One of the comments to the The modern packager’s security nightmare post posed a very important question: why is it bad to depend on the app developer to address security issues?
In fact, I believe it is important enough to justify a whole post discussing the problem. To clarify, the wider context is bundling dependencies, i.e. relying on the application developer to ensure that all the dependencies included with the application to be free of vulnerabilities.
In my opinion, the root of security in open source software is widely understood auditing. Since the code is public, everyone can read it, analyze it, test it. However, with a typical system install including thousands of packages from hundreds of different upstreams, it is really impossible even for large companies (not to mention individuals) to be able to audit all that code. Instead, we assume that with large enough number of eyes looking at the code, all vulnerabilities will eventually be found and published.
On top of auditing we add trust. Today, CVE authorities are at the root of our vulnerability trust. We trust them to reliably publish reports of vulnerabilities found in various packages. However, once again we can’t expect users to manually make sure that the huge number of the packages they are running are free of vulnerabilities. Instead, the trust is hierarchically moved down to software authors and distributions.
Both software authors and distribution packagers share a common goal — ensuring that their end users are running working, secure software. Why do I believe then that the user’s trust is better placed in distribution packagers than in software authors? I am going to explain this in three points.

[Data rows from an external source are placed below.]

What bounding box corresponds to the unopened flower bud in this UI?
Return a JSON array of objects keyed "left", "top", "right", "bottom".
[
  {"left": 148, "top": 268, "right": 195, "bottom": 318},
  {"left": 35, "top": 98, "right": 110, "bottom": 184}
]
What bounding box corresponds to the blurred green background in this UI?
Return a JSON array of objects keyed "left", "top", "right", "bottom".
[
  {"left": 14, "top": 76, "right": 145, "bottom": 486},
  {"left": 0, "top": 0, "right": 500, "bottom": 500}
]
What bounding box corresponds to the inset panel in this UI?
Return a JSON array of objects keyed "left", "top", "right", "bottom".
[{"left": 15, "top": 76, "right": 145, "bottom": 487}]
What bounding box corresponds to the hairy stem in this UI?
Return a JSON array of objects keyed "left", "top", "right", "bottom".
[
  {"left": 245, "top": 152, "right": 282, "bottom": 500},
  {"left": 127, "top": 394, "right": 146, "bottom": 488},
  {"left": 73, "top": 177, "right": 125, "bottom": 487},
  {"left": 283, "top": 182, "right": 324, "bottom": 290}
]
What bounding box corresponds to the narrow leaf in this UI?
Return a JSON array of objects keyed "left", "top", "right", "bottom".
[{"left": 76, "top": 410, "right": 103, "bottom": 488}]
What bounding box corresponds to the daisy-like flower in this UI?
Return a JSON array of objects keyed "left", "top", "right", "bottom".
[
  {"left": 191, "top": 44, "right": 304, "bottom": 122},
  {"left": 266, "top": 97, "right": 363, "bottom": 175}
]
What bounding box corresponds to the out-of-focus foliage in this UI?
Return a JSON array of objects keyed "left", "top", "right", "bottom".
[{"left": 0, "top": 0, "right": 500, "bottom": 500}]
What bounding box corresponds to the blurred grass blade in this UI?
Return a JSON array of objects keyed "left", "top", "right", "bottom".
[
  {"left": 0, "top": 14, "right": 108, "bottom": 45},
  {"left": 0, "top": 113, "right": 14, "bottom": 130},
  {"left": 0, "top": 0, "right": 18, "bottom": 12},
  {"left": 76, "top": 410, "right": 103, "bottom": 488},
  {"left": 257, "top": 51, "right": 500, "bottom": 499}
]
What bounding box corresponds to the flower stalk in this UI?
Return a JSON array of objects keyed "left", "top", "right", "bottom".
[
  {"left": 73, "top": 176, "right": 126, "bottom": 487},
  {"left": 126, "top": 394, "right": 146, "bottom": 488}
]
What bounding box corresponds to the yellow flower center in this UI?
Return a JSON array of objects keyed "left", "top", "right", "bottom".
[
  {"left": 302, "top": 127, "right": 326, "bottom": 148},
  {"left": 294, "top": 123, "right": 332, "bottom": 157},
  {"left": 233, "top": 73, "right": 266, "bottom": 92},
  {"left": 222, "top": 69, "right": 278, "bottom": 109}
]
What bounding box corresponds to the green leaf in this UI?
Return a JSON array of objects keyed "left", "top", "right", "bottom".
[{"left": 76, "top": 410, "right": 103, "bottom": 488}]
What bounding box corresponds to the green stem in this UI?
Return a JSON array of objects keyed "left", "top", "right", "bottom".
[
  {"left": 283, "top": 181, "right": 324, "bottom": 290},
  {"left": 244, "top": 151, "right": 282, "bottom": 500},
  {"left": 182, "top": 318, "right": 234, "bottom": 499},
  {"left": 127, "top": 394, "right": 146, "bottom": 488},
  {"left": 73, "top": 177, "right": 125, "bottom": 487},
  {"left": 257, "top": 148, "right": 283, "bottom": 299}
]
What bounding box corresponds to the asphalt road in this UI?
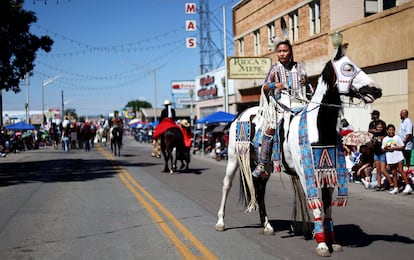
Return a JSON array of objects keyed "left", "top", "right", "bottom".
[{"left": 0, "top": 136, "right": 414, "bottom": 259}]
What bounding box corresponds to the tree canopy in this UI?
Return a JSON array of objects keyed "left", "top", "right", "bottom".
[{"left": 0, "top": 0, "right": 53, "bottom": 93}]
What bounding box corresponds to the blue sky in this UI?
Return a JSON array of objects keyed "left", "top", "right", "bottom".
[{"left": 3, "top": 0, "right": 238, "bottom": 115}]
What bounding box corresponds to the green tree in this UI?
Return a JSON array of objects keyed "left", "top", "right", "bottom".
[{"left": 0, "top": 0, "right": 53, "bottom": 93}]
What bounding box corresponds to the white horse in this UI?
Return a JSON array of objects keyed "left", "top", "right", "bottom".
[{"left": 215, "top": 44, "right": 382, "bottom": 256}]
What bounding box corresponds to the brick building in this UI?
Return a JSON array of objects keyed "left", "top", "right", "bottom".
[{"left": 232, "top": 0, "right": 414, "bottom": 130}]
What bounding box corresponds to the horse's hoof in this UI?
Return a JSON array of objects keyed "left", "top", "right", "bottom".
[
  {"left": 332, "top": 243, "right": 344, "bottom": 252},
  {"left": 263, "top": 228, "right": 275, "bottom": 236},
  {"left": 216, "top": 224, "right": 225, "bottom": 232},
  {"left": 316, "top": 248, "right": 331, "bottom": 256}
]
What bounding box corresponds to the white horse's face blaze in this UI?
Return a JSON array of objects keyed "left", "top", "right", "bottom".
[{"left": 332, "top": 56, "right": 382, "bottom": 103}]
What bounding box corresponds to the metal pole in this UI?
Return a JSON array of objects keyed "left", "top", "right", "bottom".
[
  {"left": 42, "top": 75, "right": 60, "bottom": 126},
  {"left": 152, "top": 69, "right": 158, "bottom": 122},
  {"left": 42, "top": 80, "right": 46, "bottom": 126},
  {"left": 60, "top": 89, "right": 65, "bottom": 122},
  {"left": 25, "top": 74, "right": 30, "bottom": 124},
  {"left": 223, "top": 5, "right": 229, "bottom": 113}
]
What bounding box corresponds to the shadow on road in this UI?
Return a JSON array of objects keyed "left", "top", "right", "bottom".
[{"left": 0, "top": 159, "right": 116, "bottom": 187}]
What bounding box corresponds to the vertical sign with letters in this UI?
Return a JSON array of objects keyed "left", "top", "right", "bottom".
[{"left": 185, "top": 3, "right": 197, "bottom": 48}]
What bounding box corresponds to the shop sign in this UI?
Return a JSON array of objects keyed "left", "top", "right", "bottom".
[{"left": 227, "top": 57, "right": 272, "bottom": 79}]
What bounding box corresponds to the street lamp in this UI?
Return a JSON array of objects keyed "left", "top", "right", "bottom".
[
  {"left": 331, "top": 31, "right": 343, "bottom": 49},
  {"left": 221, "top": 76, "right": 229, "bottom": 113},
  {"left": 122, "top": 62, "right": 158, "bottom": 122},
  {"left": 188, "top": 88, "right": 196, "bottom": 151},
  {"left": 42, "top": 75, "right": 60, "bottom": 125}
]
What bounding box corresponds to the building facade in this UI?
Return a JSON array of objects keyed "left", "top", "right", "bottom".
[{"left": 232, "top": 0, "right": 414, "bottom": 130}]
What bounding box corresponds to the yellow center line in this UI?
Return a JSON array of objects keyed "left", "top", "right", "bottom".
[{"left": 98, "top": 146, "right": 217, "bottom": 259}]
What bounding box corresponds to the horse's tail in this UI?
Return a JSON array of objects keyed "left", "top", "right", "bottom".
[
  {"left": 236, "top": 143, "right": 257, "bottom": 212},
  {"left": 290, "top": 175, "right": 312, "bottom": 236}
]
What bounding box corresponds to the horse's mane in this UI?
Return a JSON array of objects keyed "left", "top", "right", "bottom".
[{"left": 317, "top": 57, "right": 342, "bottom": 145}]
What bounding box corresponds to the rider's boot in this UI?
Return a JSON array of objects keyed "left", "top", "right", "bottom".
[{"left": 252, "top": 133, "right": 273, "bottom": 177}]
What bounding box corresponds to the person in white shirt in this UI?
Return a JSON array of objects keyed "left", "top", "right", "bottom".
[
  {"left": 382, "top": 124, "right": 413, "bottom": 194},
  {"left": 398, "top": 109, "right": 413, "bottom": 170}
]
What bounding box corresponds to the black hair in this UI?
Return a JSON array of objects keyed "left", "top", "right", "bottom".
[
  {"left": 276, "top": 40, "right": 296, "bottom": 66},
  {"left": 387, "top": 124, "right": 395, "bottom": 130}
]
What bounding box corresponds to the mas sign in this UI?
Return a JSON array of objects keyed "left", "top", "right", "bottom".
[{"left": 227, "top": 57, "right": 272, "bottom": 79}]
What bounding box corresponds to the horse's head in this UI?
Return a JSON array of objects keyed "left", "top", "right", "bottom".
[{"left": 332, "top": 45, "right": 382, "bottom": 103}]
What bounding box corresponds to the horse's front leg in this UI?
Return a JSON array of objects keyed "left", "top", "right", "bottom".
[
  {"left": 216, "top": 156, "right": 238, "bottom": 231},
  {"left": 168, "top": 151, "right": 175, "bottom": 174},
  {"left": 253, "top": 176, "right": 275, "bottom": 235},
  {"left": 322, "top": 188, "right": 342, "bottom": 252},
  {"left": 312, "top": 188, "right": 342, "bottom": 256}
]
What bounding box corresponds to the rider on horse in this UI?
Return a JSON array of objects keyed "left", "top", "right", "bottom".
[
  {"left": 151, "top": 99, "right": 176, "bottom": 158},
  {"left": 253, "top": 40, "right": 312, "bottom": 177},
  {"left": 110, "top": 110, "right": 124, "bottom": 144}
]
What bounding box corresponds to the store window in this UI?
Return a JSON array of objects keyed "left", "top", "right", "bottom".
[
  {"left": 309, "top": 0, "right": 321, "bottom": 35},
  {"left": 238, "top": 38, "right": 244, "bottom": 57},
  {"left": 253, "top": 30, "right": 260, "bottom": 56},
  {"left": 289, "top": 11, "right": 299, "bottom": 42},
  {"left": 365, "top": 0, "right": 397, "bottom": 17},
  {"left": 267, "top": 22, "right": 276, "bottom": 45}
]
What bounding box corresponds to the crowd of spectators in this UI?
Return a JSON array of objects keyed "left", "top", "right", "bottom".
[{"left": 342, "top": 109, "right": 414, "bottom": 194}]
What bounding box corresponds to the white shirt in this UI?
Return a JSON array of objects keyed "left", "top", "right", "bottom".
[
  {"left": 381, "top": 135, "right": 404, "bottom": 164},
  {"left": 398, "top": 117, "right": 413, "bottom": 150}
]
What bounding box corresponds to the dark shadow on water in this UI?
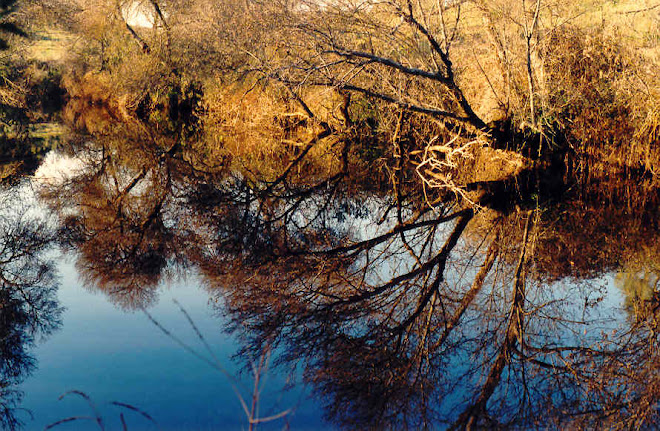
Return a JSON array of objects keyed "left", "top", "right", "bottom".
[{"left": 33, "top": 110, "right": 660, "bottom": 429}]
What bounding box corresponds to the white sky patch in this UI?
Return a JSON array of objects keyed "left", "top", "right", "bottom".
[
  {"left": 121, "top": 1, "right": 167, "bottom": 28},
  {"left": 34, "top": 151, "right": 86, "bottom": 184}
]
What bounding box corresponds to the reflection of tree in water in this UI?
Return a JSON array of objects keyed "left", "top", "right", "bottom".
[
  {"left": 0, "top": 190, "right": 62, "bottom": 430},
  {"left": 41, "top": 117, "right": 660, "bottom": 429}
]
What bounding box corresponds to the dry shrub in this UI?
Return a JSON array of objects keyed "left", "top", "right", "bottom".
[{"left": 204, "top": 83, "right": 348, "bottom": 181}]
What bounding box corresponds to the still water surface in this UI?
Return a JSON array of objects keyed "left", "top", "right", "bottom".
[{"left": 0, "top": 142, "right": 660, "bottom": 430}]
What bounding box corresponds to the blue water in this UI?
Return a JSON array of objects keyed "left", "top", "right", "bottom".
[{"left": 20, "top": 258, "right": 329, "bottom": 430}]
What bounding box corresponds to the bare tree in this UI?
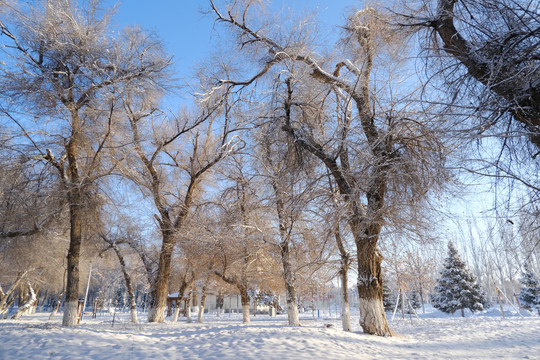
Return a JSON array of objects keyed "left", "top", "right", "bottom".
[
  {"left": 405, "top": 0, "right": 540, "bottom": 150},
  {"left": 211, "top": 1, "right": 446, "bottom": 336},
  {"left": 123, "top": 85, "right": 242, "bottom": 322},
  {"left": 0, "top": 0, "right": 169, "bottom": 326}
]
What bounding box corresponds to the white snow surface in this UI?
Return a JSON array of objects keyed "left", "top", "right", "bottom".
[{"left": 0, "top": 310, "right": 540, "bottom": 360}]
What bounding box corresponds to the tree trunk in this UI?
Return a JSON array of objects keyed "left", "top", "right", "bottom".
[
  {"left": 108, "top": 239, "right": 139, "bottom": 324},
  {"left": 186, "top": 284, "right": 193, "bottom": 323},
  {"left": 148, "top": 230, "right": 175, "bottom": 322},
  {"left": 62, "top": 111, "right": 83, "bottom": 327},
  {"left": 62, "top": 190, "right": 82, "bottom": 327},
  {"left": 238, "top": 286, "right": 250, "bottom": 324},
  {"left": 216, "top": 291, "right": 225, "bottom": 318},
  {"left": 334, "top": 222, "right": 352, "bottom": 331},
  {"left": 172, "top": 278, "right": 191, "bottom": 323},
  {"left": 280, "top": 242, "right": 300, "bottom": 326},
  {"left": 197, "top": 285, "right": 206, "bottom": 323},
  {"left": 339, "top": 264, "right": 352, "bottom": 331},
  {"left": 11, "top": 283, "right": 37, "bottom": 320},
  {"left": 356, "top": 241, "right": 392, "bottom": 336}
]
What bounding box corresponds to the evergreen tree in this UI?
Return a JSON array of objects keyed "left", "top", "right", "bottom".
[
  {"left": 431, "top": 242, "right": 487, "bottom": 316},
  {"left": 518, "top": 263, "right": 540, "bottom": 311}
]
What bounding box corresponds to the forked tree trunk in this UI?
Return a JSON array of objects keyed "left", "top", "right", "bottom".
[
  {"left": 62, "top": 190, "right": 82, "bottom": 327},
  {"left": 62, "top": 110, "right": 83, "bottom": 327},
  {"left": 148, "top": 230, "right": 175, "bottom": 322},
  {"left": 356, "top": 241, "right": 392, "bottom": 336}
]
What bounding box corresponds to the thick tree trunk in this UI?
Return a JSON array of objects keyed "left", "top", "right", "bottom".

How many entities do you trust?
The following graph depicts a fragment of dependency chain between a few C libraries and end-user programs. The right-hand side depicts leaf packages, those intended for the user. On the left side, you can see some of the libraries they use, or that their dependent libraries use. All of this stems from OpenSSL.
Now imagine that a vulnerability is found in OpenSSL. Let’s discuss what would happen in two worlds: one where the distribution is responsible for ensuring the security of all the packages, and another one where upstreams bundle dependencies and are expected to handle it.
In the distribution world, the distribution maintainers are expected to ensure that every node of that dependency graph is secure. If a vulnerability is found in OpenSSL, it is their responsibility to realize that and update the vulnerable package. The end users effectively have to trust distribution maintainers to keep their systems secure.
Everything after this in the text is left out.